Drop-DTW: Aligning Common Signal Between Sequences While Dropping
Outliers
- URL: http://arxiv.org/abs/2108.11996v1
- Date: Thu, 26 Aug 2021 18:52:35 GMT
- Title: Drop-DTW: Aligning Common Signal Between Sequences While Dropping
Outliers
- Authors: Nikita Dvornik and Isma Hadji and Konstantinos G. Derpanis and Animesh
Garg and Allan D. Jepson
- Abstract summary: We introduce Drop-DTW, a novel algorithm that aligns the common signal between the sequences while automatically dropping the outlier elements from the matching.

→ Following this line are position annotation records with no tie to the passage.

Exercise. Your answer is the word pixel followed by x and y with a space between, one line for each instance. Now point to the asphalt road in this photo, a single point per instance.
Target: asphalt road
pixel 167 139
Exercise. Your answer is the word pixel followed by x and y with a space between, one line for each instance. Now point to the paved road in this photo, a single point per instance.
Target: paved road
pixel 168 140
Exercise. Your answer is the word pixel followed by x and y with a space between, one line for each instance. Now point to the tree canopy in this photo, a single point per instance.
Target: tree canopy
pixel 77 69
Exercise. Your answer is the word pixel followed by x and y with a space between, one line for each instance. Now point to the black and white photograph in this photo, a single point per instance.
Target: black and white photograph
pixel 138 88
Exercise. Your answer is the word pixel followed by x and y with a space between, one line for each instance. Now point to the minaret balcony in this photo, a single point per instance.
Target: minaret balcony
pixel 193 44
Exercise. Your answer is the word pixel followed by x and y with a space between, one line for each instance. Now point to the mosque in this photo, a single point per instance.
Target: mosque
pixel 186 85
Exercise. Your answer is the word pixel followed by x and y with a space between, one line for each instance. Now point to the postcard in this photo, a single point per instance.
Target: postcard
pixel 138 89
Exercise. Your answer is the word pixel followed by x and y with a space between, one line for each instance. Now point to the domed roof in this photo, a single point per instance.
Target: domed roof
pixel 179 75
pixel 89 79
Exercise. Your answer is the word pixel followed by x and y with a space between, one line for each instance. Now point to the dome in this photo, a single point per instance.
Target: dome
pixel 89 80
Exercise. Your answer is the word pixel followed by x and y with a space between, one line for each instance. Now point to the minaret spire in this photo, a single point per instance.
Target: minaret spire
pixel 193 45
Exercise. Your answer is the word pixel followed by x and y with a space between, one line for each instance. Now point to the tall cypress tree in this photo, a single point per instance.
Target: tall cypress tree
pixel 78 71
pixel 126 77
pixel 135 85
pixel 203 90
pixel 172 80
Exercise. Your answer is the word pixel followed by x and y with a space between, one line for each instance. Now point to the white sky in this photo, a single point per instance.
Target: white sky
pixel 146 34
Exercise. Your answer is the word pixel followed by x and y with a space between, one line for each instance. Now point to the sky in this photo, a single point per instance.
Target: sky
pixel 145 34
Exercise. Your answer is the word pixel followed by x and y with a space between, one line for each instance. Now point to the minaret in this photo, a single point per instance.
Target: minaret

In our experiments, we show that Drop-DTW is a robust similarity measure for sequence retrieval and demonstrate its effectiveness as a training loss on diverse applications.
- Score: 33.174893836302005
- License: http://arxiv.org/licenses/nonexclusive-distrib/1.0/
- Abstract: In this work, we consider the problem of sequence-to-sequence alignment for
signals containing outliers. Assuming the absence of outliers, the standard
Dynamic Time Warping (DTW) algorithm efficiently computes the optimal alignment
between two (generally) variable-length sequences. While DTW is robust to
temporal shifts and dilations of the signal, it fails to align sequences in a
meaningful way in the presence of outliers that can be arbitrarily interspersed
in the sequences. To address this problem, we introduce Drop-DTW, a novel
algorithm that aligns the common signal between the sequences while
automatically dropping the outlier elements from the matching. The entire
procedure is implemented as a single dynamic program that is efficient and
fully differentiable. In our experiments, we show that Drop-DTW is a robust
similarity measure for sequence retrieval and demonstrate its effectiveness as
a training loss on diverse applications. With Drop-DTW, we address temporal
step localization on instructional videos, representation learning from noisy
videos, and cross-modal representation learning for audio-visual retrieval and
localization. In all applications, we take a weakly- or unsupervised approach
and demonstrate state-of-the-art results under these settings.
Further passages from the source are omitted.